By TRAVIS M. WHITEHEAD

Staff Writer

HARLINGEN — How do you prepare your little one for a successful school year?

The correct answer is tailored to the unique needs of every child. But Alicia Noyola, chief academic officer for the Harlingen school district, has a few tips to get started.

Let them know what to expect when they’re going to school

“A lot of our little ones are pre-Ks or kindergarten students who may be attending school for the first time,” Noyola said. “It’s critical that we give them opportunities to know what to expect.

“Sometimes we recommend parents read books with kids about school. There are a number of elementary books out there about going to school that kind of get kids thinking about what school’s going to be like.”

Noyola encouraged parents to bring their children to “meet the teacher” events before school.

“The student is able to be in that environment and have a little more security in it being a familiar space,” she said.

Keep a positive attitude

Moms and dads should stay positive talking about the new school year, she said.

“It’s not about you ‘having to go back to school’ but really emphasizing the great pieces about going back to school,” she said. Parents should make positive statements such as, “Think about all the things you’re going to learn. Think about how much fun you are going to have.”

Get enough sleep

Noyola said during the summer bedtimes become more flexible, but once school begins those bedtimes should become more structured.

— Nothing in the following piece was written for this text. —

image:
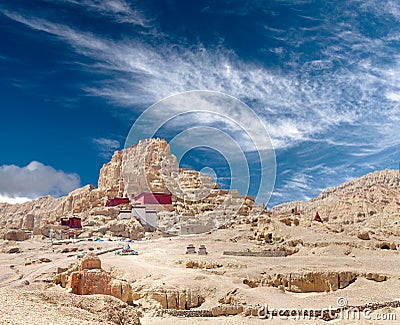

“We really need to get them back into that routine of having a designated sleep time, especially with our little ones,” she said.

“A lot of studies say our little ones need 10 to 12 hours of sleep every night in order to really be at their best. A week or two before school starts we need to get our students back into having those bedtime routines so it’s not a shock the first day of school.”

Good first experience

“We talk about first impressions mattering,” Noyola said. “First experiences matter as well whether the student is starting school for the first time or returning to school. We recommend everything be planned out.

“For example, if that student is taking a backpack, make sure everything they’re going to need is in there. The backpack maybe is by the front door so they’re not scrambling last minute that morning. When we plan, everything seems so smooth. The same thing applies for that first day.”

Maintain composure on the first day

“Let’s talk about little ones that are starting school the first time,” she said. “Occasionally there are going to be some tears. We always recommend that parents stay very confident during that time.

“If a student senses that the parent is worked up, then the student is going to pick up on that.”

Parents shouldn’t stay too long, she said.

“The sooner we allow the teacher to distract the student and get them going into the routine the sooner the crying will subside. If the parent is still sticking around a little too long because they’re seeing their child crying, it delays the student getting into the flow of school.”

Ask about their day, and be specific

Parents like to know how the school day went when their child gets home, but Noyola advised against asking such broad questions as “How was your day?”

“We suggest they ask more specific questions, like ‘What stories did you read to day? What did you have for lunch? What did you do in PE?’” she said.

“When we ask specific questions we get specific answers. That is a recommendation that keeps them connected and also gives them a view on what the actual school day was like.”